Friday, October 2, 2009

"Finanzkrise/Crise financière/Crisi finanziaria" - Anthony Graves - 208 E. State St.


“Finanz krise/Crise financière/Crisi finanziaria” is situated in Ithaca’s familiar and agreeable downtown pedestrian mall, The Commons. I often find myself on The Commons on sleepy afternoons, slowly strolling from store to store, lost in a retail daydream. As I stood there this past weekend, carefully studying this newly unveiled work and taking notes, I watched as locals floated past 208 East State Street lost in a similar kind of reverie. These dreamers were unfazed by the sudden appearance of Anthony Graves’ new work in the abandoned store’s display window.
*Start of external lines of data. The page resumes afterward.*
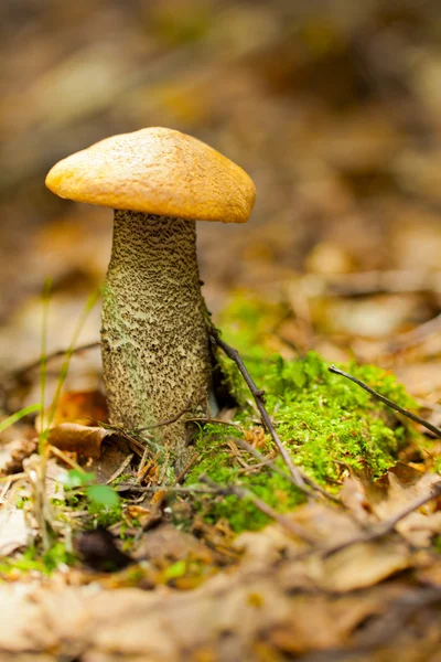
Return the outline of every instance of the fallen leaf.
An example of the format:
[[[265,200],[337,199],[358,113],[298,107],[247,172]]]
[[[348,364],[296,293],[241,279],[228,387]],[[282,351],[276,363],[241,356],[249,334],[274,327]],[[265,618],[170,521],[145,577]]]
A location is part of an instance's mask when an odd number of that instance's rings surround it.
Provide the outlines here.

Upon further reflection, I think the installation went undetected for two reasons, the first of which is the work’s resemblance to the other casually arranged window displays that line the Commons’ walkways. In Graves’ version, mock-neon script spells out something on the display wall (it’s difficult to parse without some investigation and the “To Let” didactic) as a sculpted, stylized dog and an unused work lamp peer out at us from atop a small shipping pallet. The display itself is not unattractive, just unremarkable, due to its limited color scheme, familiar visual language, and comparatively spare composition.
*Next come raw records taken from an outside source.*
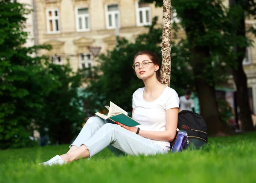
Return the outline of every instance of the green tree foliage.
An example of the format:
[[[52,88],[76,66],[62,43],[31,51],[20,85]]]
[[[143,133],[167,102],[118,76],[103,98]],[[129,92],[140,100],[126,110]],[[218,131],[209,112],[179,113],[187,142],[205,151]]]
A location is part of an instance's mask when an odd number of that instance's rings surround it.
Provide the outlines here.
[[[30,125],[55,87],[54,76],[40,57],[29,54],[47,46],[24,48],[23,31],[29,13],[23,4],[0,1],[0,148],[29,145]]]
[[[160,0],[140,1],[154,2],[157,6],[163,6],[163,1]],[[188,47],[192,54],[190,58],[192,61],[194,60],[192,65],[196,80],[201,76],[206,79],[207,83],[214,86],[220,78],[225,79],[226,75],[223,73],[227,68],[231,68],[236,87],[239,88],[238,103],[241,109],[242,129],[250,131],[253,128],[248,99],[248,99],[248,90],[242,61],[246,47],[250,43],[245,32],[247,31],[255,32],[253,27],[245,30],[245,18],[255,18],[256,3],[254,0],[230,0],[229,2],[230,8],[223,6],[222,0],[183,0],[172,1],[172,5],[181,20],[180,25],[186,32]],[[210,101],[207,99],[209,96],[200,97],[201,95],[198,89],[203,88],[200,85],[197,87],[197,90],[201,108],[204,109],[202,107],[209,105],[205,102]],[[201,93],[205,93],[205,91]],[[211,93],[213,96],[214,93]],[[208,113],[207,110],[203,111],[202,115],[207,117],[204,113]],[[214,121],[209,121],[208,123],[212,124],[214,128],[216,126]],[[218,128],[215,128],[215,131],[218,131]]]
[[[48,128],[52,142],[69,143],[84,117],[77,92],[81,75],[36,56],[50,46],[23,46],[29,12],[23,4],[0,0],[0,149],[35,145],[29,137],[38,128]]]
[[[45,105],[42,110],[44,117],[38,124],[40,131],[43,128],[48,129],[47,134],[52,143],[69,143],[78,134],[86,117],[81,110],[83,98],[78,93],[82,75],[80,71],[73,72],[69,63],[51,64],[49,68],[60,84],[44,99]]]
[[[140,50],[148,50],[156,53],[161,60],[162,29],[155,27],[157,20],[155,17],[152,25],[148,26],[148,33],[139,35],[134,43],[119,39],[118,45],[113,51],[100,55],[99,66],[94,68],[94,77],[86,90],[89,93],[87,108],[102,109],[111,101],[131,111],[132,94],[144,87],[132,68],[134,55]],[[170,87],[181,93],[187,84],[192,84],[191,71],[187,68],[186,57],[182,55],[187,54],[186,50],[172,43]],[[99,76],[96,75],[98,70],[102,72]]]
But it is not just the familiarity of Graves’ display that makes it so easy to pass by. It is also the display’s explicit advertising of our impulse to overindulge. It is this impulse which we wish to repress, ignore, and conceal, and it is this impulse which has caused our current global financial crisis. One is reminded here of the two definitions of heimlich (as in Freud’s unheimlich or “uncanny”): it is both the familiar and agreeable, and, what is concealed and kept out of sight.

It is these two terms that form the crux of Graves’ intervention. The uncanny is deployed through the work’s conflation of symbols of global and local capital (with Bank of America representing the former and American Crafts representing the latter). The effect is not unlike that moment in which a dream unexpectedly turns into nightmare: it has the power to stop us in our tracks.